Travis Stever

A Conceptual Break
Travis Stever
Travis Stever: Manel Casanova.

Few rock bands have explored the “concept album” format as thoroughly as Coheed and Cambria; the band’s first seven full-length discs followed a sci-fi story line (known as “The Armory Wars” and created by singer/guitarist Claudio Sanchez). But with its recent eighth studio set, The Color Before the Sun, the band opted out of the concept genre. Guitarist Travis Stever spoke with Vintage Guitar shortly before the album’s release.

How did you and Claudio approach the guitar parts on The Color Before the Sun?
There were a couple of songs where it’s more old Coheed, where Claudio had a song and I added guitars to it, and it just worked that way. But there were quite a few little parts where he was particular on this record. When we started it, he didn’t even know if some of these songs were going to be Coheed songs. If you take a song like “Atlas,” that would be more of a song where I wrote guitar parts over the song that he had – he really liked it, and that’s how we went forward. Or if you take a song like “Island,” that part he already had and I embellished the rest of the guitar parts around that. But it was a little different in the sense that he had more of an idea with a few of the songs – exactly where he wants it to go. Once it would come to a point where it was, “Okay, this is the vibe,” then I could go for it.

How was it working on the band’s first-ever non-concept album?
The concept has never really affected us, musically. We’ve always gone for a cinematic feel in the album, so it flowed. Because that’s what we like. But it’s not that the concept dictated that. During a track listing, it wasn’t like, “This is where this is going to happen in the story.” Yes, the songs were built from a concept standpoint, but they’re also built from a real-life experience standpoint when they’re written – especially musically. They would come together with what sounded good, and that goes for The Color Before the Sun, as well. It was trying to make sure everything was perfect, and we cut everything live.
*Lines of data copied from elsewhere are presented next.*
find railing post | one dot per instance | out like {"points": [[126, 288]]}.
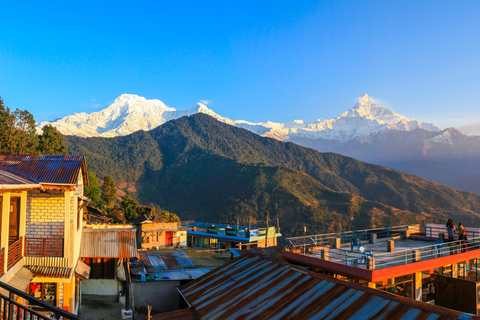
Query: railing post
{"points": [[11, 306]]}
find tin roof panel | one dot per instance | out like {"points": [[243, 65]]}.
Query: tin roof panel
{"points": [[258, 285]]}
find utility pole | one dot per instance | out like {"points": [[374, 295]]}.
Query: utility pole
{"points": [[266, 233], [304, 229]]}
How was it, recording live?
We were pretty much scared s***tless at first, because it was something we’d never done. Just trying to go through each song, we went through the track listing and did a song a day. We busted through that in less than two weeks. Once we got through “Island,” “Eraser,” and “Colors,” it was like, “Okay, we can do this.” But we were rehearsing it like, “Let’s have these songs as prepared as possible. Everybody have their parts together, but when it comes down to it, maybe it will be the old way of laying down scratch guitar and adding drums to it.” But when we got there, that was one of the things Jay Joyce did as a producer, he pushed us off that edge, and was like, “You guys are going to do it this way.” So we started “Island,” and it worked. We kept going down the line, and I think about halfway through the record, everybody was like, “Oh, we are doing it this way!” I think that approach will probably come up more in the future for the band, because there is a certain energy.

Which guitars and amps did you use?
Ninety percent of the time, I used a goldtop Les Paul. They did a traditional version of the Les Paul Standard and about eight years ago I got it, and it’s turned into my favorite guitar. I used a Stratocaster on one part that I overdubbed. On the chorus of “Atlas,” I doubled the guitars to add a little extra feel to the chorus, but literally, doubled the exact same thing I played live. Pretty much the whole time was just the goldtop Les Paul, and I think I used my Black Beauty on one song. As for amplifiers, I used my Mesa Boogie Mark V a lot, and also a Matchless combo amp for quite a bit. As for the dirty and clean, on the Mark V, I use that regularly, but we’d add on a Memory Man, the Boomerang Phrase Sampler, the Hotcake pedal, and for reverb, it was the Boss 20XL.

Which Coheed tune are you most proud of, from a guitar standpoint?
I love playing acoustic guitar, and there was something I wrote for the album No World for Tomorrow, called “The Fall of House Atlantic.” I was super proud of the fingerpicking style I used on that.